I confronted Astrid near the D.C. airport, after she nearly burned the place to the ground and injured dozens of people. She tried to burn me, but somehow I temporarily turned off her power. Long enough to knock her out and I let the D.C. police have her. For that reason, I'm hated by the Gifted. I surrendered one of our own to THEM, the humans. The normal people. I'm a traitor to the community. I tried not to let it bother me. I only intervened to help a friend. Jose is the only normal person who knows that I'm Gifted. And he's cool with it. He's a womanizer and a loudmouth but he's a good friend. The fact that I'm bisexual doesn't bother him either, even though he's a staunch heterosexual and a macho Latino. That's cool, right?

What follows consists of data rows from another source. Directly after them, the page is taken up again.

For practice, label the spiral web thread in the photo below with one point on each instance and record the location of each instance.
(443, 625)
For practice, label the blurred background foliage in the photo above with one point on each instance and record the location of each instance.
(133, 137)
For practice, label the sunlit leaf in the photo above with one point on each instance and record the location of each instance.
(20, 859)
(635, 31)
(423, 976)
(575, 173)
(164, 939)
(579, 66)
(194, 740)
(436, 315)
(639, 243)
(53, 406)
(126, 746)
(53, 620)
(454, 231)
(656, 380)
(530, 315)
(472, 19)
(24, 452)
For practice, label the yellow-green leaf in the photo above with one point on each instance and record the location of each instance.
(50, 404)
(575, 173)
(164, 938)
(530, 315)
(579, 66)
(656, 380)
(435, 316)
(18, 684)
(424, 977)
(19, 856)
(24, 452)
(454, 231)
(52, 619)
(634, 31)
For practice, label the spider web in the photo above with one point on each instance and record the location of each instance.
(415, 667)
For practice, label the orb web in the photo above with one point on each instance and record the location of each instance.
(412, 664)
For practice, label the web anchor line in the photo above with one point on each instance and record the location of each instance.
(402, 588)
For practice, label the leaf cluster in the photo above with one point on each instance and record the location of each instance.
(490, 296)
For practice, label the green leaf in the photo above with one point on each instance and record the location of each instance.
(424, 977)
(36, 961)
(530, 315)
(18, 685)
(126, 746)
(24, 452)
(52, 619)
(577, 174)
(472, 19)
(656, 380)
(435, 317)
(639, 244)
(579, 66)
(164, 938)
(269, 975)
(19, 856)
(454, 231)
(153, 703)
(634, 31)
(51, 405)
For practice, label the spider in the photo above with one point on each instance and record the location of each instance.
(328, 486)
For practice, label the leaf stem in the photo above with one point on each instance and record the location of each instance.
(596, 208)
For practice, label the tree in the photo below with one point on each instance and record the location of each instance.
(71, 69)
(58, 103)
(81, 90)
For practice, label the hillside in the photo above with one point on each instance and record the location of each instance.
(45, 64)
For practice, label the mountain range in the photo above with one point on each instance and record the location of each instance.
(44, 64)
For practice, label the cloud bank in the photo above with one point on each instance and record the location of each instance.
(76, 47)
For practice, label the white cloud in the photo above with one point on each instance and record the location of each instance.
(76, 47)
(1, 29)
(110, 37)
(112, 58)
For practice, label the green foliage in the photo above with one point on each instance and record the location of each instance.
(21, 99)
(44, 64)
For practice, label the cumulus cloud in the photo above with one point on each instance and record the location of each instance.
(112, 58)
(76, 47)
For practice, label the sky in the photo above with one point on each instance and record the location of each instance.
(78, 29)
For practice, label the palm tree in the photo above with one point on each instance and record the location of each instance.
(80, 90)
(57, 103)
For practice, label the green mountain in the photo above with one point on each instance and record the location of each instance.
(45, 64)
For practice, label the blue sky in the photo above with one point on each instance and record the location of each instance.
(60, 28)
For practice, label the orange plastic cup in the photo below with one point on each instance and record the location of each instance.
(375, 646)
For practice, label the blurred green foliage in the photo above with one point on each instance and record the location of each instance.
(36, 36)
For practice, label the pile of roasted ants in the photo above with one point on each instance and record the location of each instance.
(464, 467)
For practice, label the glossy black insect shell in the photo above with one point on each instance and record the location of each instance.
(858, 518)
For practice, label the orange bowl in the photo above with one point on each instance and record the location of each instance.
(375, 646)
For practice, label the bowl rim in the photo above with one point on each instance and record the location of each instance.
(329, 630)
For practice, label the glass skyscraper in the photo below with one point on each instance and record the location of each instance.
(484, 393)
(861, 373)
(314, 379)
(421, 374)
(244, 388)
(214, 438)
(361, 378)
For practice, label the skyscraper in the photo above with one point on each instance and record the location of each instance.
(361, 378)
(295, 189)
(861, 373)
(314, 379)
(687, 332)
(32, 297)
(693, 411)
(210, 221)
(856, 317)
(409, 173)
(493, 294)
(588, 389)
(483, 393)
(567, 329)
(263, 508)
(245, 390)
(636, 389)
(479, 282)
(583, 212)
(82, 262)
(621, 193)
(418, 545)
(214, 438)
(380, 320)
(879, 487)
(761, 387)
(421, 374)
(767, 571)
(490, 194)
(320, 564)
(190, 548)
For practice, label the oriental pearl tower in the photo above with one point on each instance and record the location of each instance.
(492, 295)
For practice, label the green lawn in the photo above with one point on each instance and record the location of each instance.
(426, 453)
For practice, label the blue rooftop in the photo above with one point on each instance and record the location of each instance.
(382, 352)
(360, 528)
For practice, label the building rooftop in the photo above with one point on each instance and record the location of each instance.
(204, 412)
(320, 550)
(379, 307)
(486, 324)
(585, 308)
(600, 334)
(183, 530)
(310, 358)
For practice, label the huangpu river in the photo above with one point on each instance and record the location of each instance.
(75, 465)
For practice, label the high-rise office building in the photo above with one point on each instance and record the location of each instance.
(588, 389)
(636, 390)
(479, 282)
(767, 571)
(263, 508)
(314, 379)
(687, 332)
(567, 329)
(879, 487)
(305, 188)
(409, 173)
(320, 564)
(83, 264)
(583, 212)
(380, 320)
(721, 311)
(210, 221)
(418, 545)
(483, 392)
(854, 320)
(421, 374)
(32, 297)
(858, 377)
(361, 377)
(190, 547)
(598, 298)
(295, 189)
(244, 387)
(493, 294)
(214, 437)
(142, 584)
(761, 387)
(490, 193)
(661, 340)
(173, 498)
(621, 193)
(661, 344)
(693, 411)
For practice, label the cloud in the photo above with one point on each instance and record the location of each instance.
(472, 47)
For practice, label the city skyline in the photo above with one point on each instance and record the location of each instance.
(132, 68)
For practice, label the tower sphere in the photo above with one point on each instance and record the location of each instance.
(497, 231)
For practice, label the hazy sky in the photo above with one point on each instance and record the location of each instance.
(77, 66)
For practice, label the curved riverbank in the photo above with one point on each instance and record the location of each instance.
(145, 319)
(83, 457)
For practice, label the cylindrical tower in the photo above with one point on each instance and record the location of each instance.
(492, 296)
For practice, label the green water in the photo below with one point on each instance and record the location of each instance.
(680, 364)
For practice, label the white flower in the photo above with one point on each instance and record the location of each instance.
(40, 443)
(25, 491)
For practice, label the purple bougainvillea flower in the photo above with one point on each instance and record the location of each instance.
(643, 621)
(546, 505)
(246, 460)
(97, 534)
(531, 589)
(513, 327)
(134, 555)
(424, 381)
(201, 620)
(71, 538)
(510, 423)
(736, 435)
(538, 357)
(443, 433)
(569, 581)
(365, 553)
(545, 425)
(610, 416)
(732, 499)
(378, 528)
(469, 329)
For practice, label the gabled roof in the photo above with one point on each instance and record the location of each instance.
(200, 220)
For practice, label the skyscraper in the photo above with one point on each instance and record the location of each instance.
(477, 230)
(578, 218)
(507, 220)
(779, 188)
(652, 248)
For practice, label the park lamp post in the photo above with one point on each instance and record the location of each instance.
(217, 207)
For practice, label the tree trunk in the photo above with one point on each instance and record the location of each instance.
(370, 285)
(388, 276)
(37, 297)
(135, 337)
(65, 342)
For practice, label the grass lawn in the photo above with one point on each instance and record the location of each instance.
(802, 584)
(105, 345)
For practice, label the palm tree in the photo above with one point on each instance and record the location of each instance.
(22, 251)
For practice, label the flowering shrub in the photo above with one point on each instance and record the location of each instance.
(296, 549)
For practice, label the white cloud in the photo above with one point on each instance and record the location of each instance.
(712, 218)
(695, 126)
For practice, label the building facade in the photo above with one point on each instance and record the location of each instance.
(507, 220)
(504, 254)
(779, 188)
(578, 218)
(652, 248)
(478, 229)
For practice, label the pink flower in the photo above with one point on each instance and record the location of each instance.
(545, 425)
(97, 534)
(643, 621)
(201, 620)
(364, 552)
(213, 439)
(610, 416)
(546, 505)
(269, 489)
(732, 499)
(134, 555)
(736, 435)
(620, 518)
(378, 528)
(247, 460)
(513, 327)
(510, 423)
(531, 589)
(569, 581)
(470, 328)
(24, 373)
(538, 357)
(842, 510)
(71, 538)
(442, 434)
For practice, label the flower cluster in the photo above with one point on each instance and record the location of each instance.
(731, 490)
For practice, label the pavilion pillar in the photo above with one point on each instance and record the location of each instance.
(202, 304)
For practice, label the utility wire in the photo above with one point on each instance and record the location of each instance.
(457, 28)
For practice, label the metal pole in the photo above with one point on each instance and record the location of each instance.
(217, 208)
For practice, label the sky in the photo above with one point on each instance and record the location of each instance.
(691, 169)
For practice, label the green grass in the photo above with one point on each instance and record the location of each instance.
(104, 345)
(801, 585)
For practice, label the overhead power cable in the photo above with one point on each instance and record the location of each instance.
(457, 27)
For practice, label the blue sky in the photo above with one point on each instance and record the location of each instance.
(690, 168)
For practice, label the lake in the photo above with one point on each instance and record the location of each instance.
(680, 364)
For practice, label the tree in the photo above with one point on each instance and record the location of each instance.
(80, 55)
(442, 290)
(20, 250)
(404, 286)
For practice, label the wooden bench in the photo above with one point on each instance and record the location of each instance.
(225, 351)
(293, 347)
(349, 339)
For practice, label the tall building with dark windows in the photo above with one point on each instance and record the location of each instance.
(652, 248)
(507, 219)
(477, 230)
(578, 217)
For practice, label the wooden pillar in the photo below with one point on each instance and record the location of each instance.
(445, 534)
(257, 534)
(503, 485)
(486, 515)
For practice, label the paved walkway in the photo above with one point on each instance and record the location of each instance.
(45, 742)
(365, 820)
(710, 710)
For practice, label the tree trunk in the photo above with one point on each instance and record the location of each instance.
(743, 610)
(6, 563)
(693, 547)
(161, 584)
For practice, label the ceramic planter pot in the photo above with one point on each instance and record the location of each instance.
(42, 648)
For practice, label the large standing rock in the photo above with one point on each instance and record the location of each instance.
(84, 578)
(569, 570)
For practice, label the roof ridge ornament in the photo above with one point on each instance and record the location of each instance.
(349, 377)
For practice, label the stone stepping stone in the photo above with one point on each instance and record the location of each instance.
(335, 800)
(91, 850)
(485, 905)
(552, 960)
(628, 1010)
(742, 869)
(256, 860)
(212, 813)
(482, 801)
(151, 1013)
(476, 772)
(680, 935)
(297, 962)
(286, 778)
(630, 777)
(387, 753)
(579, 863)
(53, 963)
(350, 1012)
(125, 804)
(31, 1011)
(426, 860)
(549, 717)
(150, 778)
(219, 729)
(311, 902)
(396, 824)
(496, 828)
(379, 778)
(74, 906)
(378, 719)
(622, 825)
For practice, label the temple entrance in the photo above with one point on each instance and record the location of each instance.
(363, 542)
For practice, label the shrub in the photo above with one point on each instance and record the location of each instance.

So here I am. Trying to lead a normal life at Howard University in Washington D.C. I got a job working as a security guard to help pay the bills because they're charging me international rates on account of my being Canadian and all. Jose keeps trying to fix me up with different girls but I tell him that the last thing I need in my life right now is the confusion that sex and romance bring. Oh, and no, I am not interested in meeting guys either. Both sexes suck, man, and not in a good way. The fact that my abilities are spinning out of control is also cause for concern. Originally, I could regenerate. Now I can do other stuff. I can generate and control fire, like Astrid can. I can also change form when I really concentrate. The other night I transformed myself into a cat. It was scary, and kind of cool. I switched back to human form an hour later because it was getting a bit creepy. And I have gotten this weird ability to always sense when a Gifted person is nearby. It's uncanny.

The thing about having great powers is the fact that they seem to attract power-hungry fools and freaks far and wide. So, yeah. I've developed new powers. And all they've done is complicate my life. Someone told the United States Government that there is a Gifted person with extraordinary powers in the D.C. area so they're looking for me. I'll have to watch my ass even more than usual. Both the Normals and my fellow Gifted want me dead or captured. They will do anything to get me. And honestly, I am worried because I don't want to die or end up as a lab rat. All that, and I still have to worry about passing Criminology this semester. And you thought you had problems. Sheesh. Wish me luck, folks. My black ass is going to need it.